This is a Node.js and Express website that accepts and lists restaurant reservations. Improve it with the lynda.com course, "Node.js: Testing and Code Quality" by Jon Peck.
The backend contains intentional mistakes, like weak validation on email addresses. Inconsistencies in coding style are also intentional.
A maintainable codebase should have clean and easy-to-manage code. In this course, Jon Peck shows how to gauge quality, implement testing, and measure code coverage in your Node.js apps. To help you better understand these key concepts, he walks through how to clean up a buggy restaurant booking app. First, Jon reviews testing and code quality fundamentals. Next, he shows how to find errors by linting your code base, and explores different testing frameworks and their components. Finally, he demonstrates how to write unit and functional tests to exercise the code base, then determine what code was executed with a code coverage report.
- Based off of the LinkedIn Learning course Node.js: Testing and Code Quality by Jon Peck
- What is code quality?
- Testing and code quality fundamentals
- Coding conventions and standards
- Creating and enforcing coding standards
- Unit, integration, and functional testing
- Test-driven development test specificatons
- Behavior-driven development test specifications
- Finding errors with linting
- Extending an ESLint shareable config
- Validating correctness with unit testing
- Replacing and inspecting with stubs, spies, and mocks
- Code coverage and why it matters
- Coverage with continuous integration
npm install
npm start
The server runs on port 3000.
There are three routes:
- http://localhost:3000/ - homepage
- http://localhost:3000/reservations - submit a reservation booking request
- http://localhost:3000/admin - view all booking requests; basic auth login/password
admin
The server persists using a SQLite3 database named database.sqlite
in the site root.
This project does not use EditorConfig to standardise text editor configuration. Visit http://editorconfig.org for more details.
This project uses Mocha and Chai for testing. Visit http://mochajs.org and http://chaijs.com for details.
To execute tests:
npm test
Code coverage generated by http://istanbul.js.org
To calculate coverage:
npm run -s coverage
This project uses https://www.npmjs.com/package/debug for development logging.

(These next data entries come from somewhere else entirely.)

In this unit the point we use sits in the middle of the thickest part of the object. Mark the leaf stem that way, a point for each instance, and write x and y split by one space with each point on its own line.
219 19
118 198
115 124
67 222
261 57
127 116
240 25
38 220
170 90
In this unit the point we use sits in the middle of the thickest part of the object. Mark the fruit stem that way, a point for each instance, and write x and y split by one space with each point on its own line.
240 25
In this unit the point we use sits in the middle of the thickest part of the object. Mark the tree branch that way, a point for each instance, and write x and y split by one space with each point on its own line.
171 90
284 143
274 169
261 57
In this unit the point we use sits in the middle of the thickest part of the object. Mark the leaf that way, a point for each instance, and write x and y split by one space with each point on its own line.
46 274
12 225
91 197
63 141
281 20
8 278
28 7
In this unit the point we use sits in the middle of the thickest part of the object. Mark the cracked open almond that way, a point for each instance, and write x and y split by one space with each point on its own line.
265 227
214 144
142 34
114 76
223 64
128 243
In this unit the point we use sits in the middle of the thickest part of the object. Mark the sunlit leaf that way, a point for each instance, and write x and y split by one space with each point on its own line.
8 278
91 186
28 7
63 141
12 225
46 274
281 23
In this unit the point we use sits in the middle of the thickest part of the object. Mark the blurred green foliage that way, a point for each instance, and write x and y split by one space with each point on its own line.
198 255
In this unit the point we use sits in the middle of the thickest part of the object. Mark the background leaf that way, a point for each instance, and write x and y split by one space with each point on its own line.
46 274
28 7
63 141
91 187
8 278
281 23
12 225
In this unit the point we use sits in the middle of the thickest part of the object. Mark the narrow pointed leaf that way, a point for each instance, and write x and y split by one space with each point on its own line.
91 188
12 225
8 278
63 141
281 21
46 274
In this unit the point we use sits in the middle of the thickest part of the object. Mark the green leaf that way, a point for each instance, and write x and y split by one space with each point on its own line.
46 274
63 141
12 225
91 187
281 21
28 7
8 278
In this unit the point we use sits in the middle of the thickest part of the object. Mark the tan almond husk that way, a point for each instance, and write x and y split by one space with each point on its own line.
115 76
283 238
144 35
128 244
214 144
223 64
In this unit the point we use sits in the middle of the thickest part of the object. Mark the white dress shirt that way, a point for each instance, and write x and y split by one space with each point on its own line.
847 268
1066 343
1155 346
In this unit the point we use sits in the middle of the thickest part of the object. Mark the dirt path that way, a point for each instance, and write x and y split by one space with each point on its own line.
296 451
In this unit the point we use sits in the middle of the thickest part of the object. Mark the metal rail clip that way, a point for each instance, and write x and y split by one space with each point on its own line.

To start nodemon
and enable logging:
npm run debug
- Q: Why didn't you store the time submitted?
- A: I wanted to reduce the number of fields and simplify testing.
- Q: Wouldn't it be easier if the form submitted a datetime string instead of building and parsing one?
- A: Yes, it would, but the form logic is simpler. Either way, someone has to do the work.
- Q: Why did you mix a callback and a Promise in
lib/reservations.js
?- A:
Joi
doesn't support Promises, but it does support callbacks. I wanted to show how to test both kinds of asynchronous code.
- A:
- Q: How'd you handle cross-platform support?
- A: Avoided relative directories, used
cross-env
to transform environmental variables.
- A: Avoided relative directories, used
This is an adaptation of a WordPress site hosted at http://587672.youcanlearnit.net/
The conversion:
- Archive original with wget
- Strip out unrelated functionality
- Reorganize JavaScript and Stylesheets into logical directories
- Converted HTML into Jade / Pug templates using http://html2jade.org/
The front end should be mostly unchanged from the original.